Azure sejenak terpaku kagum menatap ruang mandi yang eksotis itu, membayangkan jika dirinya harus bertelanjang dan mandi di sana. Perempuan itu menelan ludah, lalu seolah tersadar dari lamunan, perempuan itu menggeleng-gelengkan kepala dan mengerjapkan matanya dengan cepat kemudian melangkah memasuki ruang mandi itu dengan kakinya yang telanjang, menutup pintu di belakangnya dan mulai melepas pakaian.

***

“Tuan. Tuan Reddish. Apakah tidak sebaiknya Anda datang ke ruang pengobatan?” Crimson melangkah tergopoh-gopoh mengikuti Reddish yang melangkah cepat menuju ruangannya.

Reddish menoleh cepat mendengar tawaran Crimson itu. “Apakah kau sudah gila? Bagaimana mungkin aku mendatangi ruang pengobatan dengan keadaanku yang seperti ini?” tanyanya dengan ketus. Merujuk pada keadaan matanya yang cacat.

Tidak ada seorang pun tahu keadaan matanya itu selain Ecru, Candy, dan juga Crimson sendiri sebagai pelayannya. Mereka semua disumpah untuk menjaga rahasia tersebut sampai mati. Jadi, untuk lebih amannya, Reddish bersikeras meminta Candy datang ke ruangannya dan menyembuhkannya seperti biasa.

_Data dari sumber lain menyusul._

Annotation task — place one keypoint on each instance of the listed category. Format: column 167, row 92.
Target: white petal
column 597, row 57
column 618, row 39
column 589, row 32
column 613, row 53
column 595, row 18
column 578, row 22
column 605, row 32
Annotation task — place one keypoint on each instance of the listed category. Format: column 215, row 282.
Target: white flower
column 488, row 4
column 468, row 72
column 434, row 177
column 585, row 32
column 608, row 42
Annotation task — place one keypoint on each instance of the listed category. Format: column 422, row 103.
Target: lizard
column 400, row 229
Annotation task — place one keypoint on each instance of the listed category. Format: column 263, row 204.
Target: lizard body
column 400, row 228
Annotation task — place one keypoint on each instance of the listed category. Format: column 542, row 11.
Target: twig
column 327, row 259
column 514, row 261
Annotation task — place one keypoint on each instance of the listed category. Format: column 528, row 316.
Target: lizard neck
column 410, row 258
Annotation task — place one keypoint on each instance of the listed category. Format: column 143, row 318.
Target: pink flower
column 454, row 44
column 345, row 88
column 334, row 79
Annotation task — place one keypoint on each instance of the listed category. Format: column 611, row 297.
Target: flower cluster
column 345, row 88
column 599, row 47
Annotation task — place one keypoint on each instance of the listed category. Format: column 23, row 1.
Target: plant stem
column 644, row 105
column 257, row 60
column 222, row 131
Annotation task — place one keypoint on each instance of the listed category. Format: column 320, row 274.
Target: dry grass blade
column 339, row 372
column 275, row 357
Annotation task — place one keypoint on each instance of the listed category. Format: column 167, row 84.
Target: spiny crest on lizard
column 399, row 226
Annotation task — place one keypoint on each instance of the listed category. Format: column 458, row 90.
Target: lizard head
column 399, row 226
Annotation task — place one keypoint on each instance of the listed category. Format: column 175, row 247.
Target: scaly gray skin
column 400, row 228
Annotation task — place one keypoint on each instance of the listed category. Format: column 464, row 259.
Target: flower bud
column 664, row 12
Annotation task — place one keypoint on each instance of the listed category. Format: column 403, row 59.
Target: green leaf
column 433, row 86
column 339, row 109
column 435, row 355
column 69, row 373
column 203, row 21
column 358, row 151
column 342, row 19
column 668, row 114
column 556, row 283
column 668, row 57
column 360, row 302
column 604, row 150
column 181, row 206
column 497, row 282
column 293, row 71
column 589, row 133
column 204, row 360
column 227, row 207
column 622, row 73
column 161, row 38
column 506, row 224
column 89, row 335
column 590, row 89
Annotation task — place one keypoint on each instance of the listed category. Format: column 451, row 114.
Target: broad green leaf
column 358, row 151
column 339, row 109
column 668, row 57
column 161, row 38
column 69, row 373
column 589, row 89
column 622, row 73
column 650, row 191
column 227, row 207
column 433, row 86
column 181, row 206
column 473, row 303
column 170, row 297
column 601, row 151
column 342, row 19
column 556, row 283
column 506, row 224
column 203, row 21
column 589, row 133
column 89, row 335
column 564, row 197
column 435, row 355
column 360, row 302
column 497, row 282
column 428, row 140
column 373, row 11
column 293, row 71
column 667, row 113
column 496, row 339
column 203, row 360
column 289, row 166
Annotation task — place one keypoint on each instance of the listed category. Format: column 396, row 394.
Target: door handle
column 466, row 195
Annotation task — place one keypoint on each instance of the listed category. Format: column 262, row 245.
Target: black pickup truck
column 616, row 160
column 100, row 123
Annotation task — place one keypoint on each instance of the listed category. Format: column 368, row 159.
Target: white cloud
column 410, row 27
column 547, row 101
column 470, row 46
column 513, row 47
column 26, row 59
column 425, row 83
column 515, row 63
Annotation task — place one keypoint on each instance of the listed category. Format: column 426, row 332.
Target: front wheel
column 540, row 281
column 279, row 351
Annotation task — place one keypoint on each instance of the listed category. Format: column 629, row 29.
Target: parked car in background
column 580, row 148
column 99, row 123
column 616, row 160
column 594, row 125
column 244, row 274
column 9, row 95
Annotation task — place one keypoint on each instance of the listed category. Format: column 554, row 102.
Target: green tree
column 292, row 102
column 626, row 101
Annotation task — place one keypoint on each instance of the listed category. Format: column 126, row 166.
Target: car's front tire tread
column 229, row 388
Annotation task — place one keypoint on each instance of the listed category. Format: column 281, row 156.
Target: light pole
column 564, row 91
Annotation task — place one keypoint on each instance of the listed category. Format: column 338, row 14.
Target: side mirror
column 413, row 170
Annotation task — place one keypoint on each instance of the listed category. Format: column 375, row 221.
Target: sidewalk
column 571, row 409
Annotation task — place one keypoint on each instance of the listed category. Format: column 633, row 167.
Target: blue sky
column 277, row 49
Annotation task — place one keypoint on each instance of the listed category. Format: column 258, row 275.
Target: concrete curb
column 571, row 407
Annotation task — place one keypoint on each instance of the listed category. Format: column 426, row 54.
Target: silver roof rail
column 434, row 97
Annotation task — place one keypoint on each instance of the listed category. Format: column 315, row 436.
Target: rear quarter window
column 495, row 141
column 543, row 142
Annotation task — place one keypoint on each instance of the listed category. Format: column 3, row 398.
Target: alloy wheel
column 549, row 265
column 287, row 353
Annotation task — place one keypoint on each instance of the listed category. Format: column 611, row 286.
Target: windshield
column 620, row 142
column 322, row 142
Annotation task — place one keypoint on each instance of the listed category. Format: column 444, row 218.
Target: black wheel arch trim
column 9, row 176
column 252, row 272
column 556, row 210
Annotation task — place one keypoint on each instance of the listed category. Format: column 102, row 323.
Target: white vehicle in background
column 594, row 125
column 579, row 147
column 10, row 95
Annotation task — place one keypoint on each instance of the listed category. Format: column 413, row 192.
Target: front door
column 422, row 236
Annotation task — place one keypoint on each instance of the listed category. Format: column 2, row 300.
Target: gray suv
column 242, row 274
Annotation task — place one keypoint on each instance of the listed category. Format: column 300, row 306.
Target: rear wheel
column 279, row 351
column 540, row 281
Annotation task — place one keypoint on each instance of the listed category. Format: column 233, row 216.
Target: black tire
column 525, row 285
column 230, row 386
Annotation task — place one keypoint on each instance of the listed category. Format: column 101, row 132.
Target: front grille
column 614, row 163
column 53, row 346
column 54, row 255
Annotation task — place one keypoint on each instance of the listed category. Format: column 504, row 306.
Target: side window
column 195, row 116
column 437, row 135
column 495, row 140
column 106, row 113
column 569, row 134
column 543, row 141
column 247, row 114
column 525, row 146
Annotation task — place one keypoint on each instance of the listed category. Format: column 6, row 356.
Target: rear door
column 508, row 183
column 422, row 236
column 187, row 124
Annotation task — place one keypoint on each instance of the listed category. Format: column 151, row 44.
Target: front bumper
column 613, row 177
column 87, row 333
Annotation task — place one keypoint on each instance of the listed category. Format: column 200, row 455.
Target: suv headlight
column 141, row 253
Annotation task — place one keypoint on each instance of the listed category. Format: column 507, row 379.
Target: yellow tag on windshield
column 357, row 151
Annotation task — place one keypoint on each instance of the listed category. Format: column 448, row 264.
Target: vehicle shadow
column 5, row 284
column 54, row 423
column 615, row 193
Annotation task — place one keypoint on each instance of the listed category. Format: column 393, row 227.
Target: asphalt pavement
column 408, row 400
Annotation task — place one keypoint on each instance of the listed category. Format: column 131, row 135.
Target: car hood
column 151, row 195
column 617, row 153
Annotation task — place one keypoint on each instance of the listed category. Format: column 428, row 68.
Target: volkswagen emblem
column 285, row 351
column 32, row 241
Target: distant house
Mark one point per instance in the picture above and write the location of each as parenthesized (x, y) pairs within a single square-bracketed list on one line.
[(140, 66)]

“Kalau begitu, saya akan mencari Nona Candy sampai ketemu. Saya berusaha menghubunginya melalui pikiran sedari tadi, tetapi sepertinya Nona Candy sedang menutup komunikasi sehingga saya tidak tahu di mana beliau berada.” Crimson menjawab jujur, berusaha mendapat maklum dari atasannya itu sehingga tak mendapat lemparan kekuatan aura merah Reddish kali ini.

“Apa?” Reddish bertanya tak percaya  sambil meringis mendengar informasi itu. “Candy menutup komunikasi?” tanyanya lagi.

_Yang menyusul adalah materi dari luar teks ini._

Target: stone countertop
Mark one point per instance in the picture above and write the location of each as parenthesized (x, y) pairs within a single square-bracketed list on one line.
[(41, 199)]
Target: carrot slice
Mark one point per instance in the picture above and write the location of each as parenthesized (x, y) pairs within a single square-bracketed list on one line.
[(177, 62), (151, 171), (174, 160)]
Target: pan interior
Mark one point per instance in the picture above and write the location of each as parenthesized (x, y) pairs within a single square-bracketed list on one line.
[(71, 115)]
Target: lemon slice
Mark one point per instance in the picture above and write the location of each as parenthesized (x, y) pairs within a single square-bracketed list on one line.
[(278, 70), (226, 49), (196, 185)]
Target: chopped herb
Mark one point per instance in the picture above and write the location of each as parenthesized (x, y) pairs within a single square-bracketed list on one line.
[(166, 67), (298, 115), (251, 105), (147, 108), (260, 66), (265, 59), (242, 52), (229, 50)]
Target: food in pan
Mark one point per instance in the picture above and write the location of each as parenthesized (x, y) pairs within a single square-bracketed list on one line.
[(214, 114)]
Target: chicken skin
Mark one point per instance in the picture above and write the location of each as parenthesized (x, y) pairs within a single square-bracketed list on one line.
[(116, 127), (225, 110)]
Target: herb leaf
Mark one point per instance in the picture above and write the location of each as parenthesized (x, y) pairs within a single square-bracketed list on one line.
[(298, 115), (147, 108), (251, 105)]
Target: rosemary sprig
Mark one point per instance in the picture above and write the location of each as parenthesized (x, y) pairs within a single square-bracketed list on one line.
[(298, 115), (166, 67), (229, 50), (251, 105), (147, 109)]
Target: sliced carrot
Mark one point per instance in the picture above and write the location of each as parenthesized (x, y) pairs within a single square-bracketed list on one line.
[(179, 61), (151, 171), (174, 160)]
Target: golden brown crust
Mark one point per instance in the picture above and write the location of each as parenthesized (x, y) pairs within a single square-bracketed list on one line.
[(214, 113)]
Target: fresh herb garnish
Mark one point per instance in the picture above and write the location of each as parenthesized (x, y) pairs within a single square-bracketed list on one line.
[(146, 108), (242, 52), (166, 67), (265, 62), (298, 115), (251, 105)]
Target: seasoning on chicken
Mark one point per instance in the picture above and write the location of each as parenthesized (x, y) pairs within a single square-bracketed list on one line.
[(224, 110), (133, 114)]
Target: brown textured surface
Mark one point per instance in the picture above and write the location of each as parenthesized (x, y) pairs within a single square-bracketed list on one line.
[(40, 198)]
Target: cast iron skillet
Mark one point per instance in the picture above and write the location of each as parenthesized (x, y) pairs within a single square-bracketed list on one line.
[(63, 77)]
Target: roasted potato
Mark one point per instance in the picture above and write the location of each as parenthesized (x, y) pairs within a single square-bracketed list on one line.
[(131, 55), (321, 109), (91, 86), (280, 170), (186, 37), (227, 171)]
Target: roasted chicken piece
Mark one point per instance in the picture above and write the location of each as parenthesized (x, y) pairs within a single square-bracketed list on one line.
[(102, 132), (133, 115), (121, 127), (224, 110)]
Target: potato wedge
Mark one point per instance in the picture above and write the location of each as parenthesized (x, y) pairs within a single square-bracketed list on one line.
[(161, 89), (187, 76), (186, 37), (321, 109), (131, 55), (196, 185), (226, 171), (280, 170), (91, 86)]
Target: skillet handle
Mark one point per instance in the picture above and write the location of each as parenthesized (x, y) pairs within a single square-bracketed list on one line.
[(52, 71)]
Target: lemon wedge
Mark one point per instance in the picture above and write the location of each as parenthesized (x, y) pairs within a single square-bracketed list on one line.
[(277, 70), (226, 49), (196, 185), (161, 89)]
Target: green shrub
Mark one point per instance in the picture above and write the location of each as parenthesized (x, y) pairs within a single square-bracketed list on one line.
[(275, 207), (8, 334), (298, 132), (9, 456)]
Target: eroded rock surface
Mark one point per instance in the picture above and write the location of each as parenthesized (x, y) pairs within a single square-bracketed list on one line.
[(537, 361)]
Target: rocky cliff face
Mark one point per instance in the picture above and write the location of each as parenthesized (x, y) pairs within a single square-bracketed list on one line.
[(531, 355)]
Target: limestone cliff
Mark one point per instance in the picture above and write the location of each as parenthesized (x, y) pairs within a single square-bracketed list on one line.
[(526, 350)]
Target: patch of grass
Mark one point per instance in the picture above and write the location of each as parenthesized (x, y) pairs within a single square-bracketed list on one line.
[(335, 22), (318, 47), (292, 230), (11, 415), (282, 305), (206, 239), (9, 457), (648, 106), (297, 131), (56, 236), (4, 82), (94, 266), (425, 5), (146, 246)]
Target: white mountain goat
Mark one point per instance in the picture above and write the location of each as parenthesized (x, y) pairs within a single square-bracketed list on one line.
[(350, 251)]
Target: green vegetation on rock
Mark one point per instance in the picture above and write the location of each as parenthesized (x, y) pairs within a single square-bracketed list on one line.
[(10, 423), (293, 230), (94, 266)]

“Iya, Tuan,” jawabnya patuh.

Reddish mendengus lantas berpikir cepat, memikirkan jalan buntu itu lalu berkata, “Cari Candy di sebelah selatan bukit, tempat ladang tumbuh-tumbuhan obat tertanam. Ruang penelitiannya kututup. Dia pasti sedang menghabiskan waktu di sana. Cari dia dan bawa kemari dengan peralatan lengkap seperti biasanya. Dan ingat untuk menutup akses ke tempat ini serta menunda pertemuanku dengan siapa pun. Aku tak ingin dikunjungi dan pergi ke manapun,” perintahnya sambil mengibaskan tangan, mengisyaratkan pengusiran kepada lelaki tua klan merah itu.

“Baik, Tuan. Apakah … Anda bisa menahan sakitnya? Perlukah saya mengambil ramuan penahan sakit untuk sementara waktu-“

Reddish melemparkan kekuatan merahnya ke arah pintu, hampir mengenai tubuh Crimson yang berdiri tegang dan bertambah tegang saat ini.

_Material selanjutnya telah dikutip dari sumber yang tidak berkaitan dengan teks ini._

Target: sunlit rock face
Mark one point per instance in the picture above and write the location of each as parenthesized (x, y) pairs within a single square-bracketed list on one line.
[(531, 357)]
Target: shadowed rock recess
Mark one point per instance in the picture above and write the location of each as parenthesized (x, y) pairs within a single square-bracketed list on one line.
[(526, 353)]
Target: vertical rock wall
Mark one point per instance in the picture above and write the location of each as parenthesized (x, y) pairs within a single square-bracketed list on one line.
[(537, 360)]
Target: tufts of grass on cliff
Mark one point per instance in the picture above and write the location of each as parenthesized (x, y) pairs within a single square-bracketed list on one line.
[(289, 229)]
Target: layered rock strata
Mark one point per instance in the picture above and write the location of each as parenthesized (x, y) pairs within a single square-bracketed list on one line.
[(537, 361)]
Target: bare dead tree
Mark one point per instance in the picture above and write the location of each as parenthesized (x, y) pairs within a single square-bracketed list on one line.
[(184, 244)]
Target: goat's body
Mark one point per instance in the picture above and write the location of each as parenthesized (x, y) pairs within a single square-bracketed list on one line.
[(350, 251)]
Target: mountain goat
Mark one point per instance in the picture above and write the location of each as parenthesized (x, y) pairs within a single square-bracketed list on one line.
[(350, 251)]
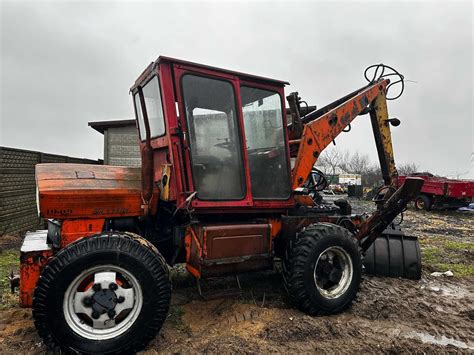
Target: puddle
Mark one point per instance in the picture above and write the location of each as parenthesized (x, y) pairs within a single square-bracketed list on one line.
[(442, 340), (447, 290)]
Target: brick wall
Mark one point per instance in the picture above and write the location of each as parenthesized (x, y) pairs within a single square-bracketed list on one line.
[(121, 146), (18, 187)]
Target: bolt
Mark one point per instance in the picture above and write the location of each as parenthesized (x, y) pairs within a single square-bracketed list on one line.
[(88, 301)]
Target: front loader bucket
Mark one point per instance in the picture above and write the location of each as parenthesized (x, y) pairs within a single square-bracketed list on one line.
[(394, 254)]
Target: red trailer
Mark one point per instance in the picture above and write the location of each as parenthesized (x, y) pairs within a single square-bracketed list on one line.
[(442, 193)]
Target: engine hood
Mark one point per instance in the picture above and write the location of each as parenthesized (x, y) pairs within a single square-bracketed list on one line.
[(88, 191)]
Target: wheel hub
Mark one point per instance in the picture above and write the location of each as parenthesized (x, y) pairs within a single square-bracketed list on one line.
[(102, 301), (333, 272), (106, 308)]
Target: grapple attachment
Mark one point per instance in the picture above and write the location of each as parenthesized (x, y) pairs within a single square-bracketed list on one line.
[(394, 254)]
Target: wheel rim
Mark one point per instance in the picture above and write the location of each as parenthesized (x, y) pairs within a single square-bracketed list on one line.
[(102, 302), (333, 272)]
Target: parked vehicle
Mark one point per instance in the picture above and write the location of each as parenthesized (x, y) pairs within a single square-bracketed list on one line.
[(442, 193), (216, 192)]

“Lakukan apa yang kuperintahkan, Crimson. Aku lelah jika kau terlalu banyak bertanya,” ujarnya lantang yang membuat Crimson bergerak dengan tubuh gemetarnya meninggalkan ruangan.

Reddish tersenyum pahit melihat tingkah Crimson itu. Sebelah tangannya yang masih memegangi pelipis di dekat matanya yang memejam itu memijitnya perlahan, meredakan rasa pening sekaligus pedih di mata yang belum juga mau pergi.

Ditinggalkan sendiri di ruangan itu, Reddish menyandarkan kepalanya di ujung sandaran kursi hingga kepalanya tertengadah.

Dia tak menyangka jika ternyata akan separah ini akibatnya. Reddish telah mengenakan lensa pembantu itu sejak usianya lima tahun dan belum pernah sekali pun ia melepasnya. Beberapa waktu lalu, saat ia melepas lensa itu dengan tegang di ruangan Candy, ternyata tak ada darah sema sekali yang keluar dari matanya. Namun ia tak menyangka jika matanya ini begitu rapuh dan mudah terluka jika tak ditutup.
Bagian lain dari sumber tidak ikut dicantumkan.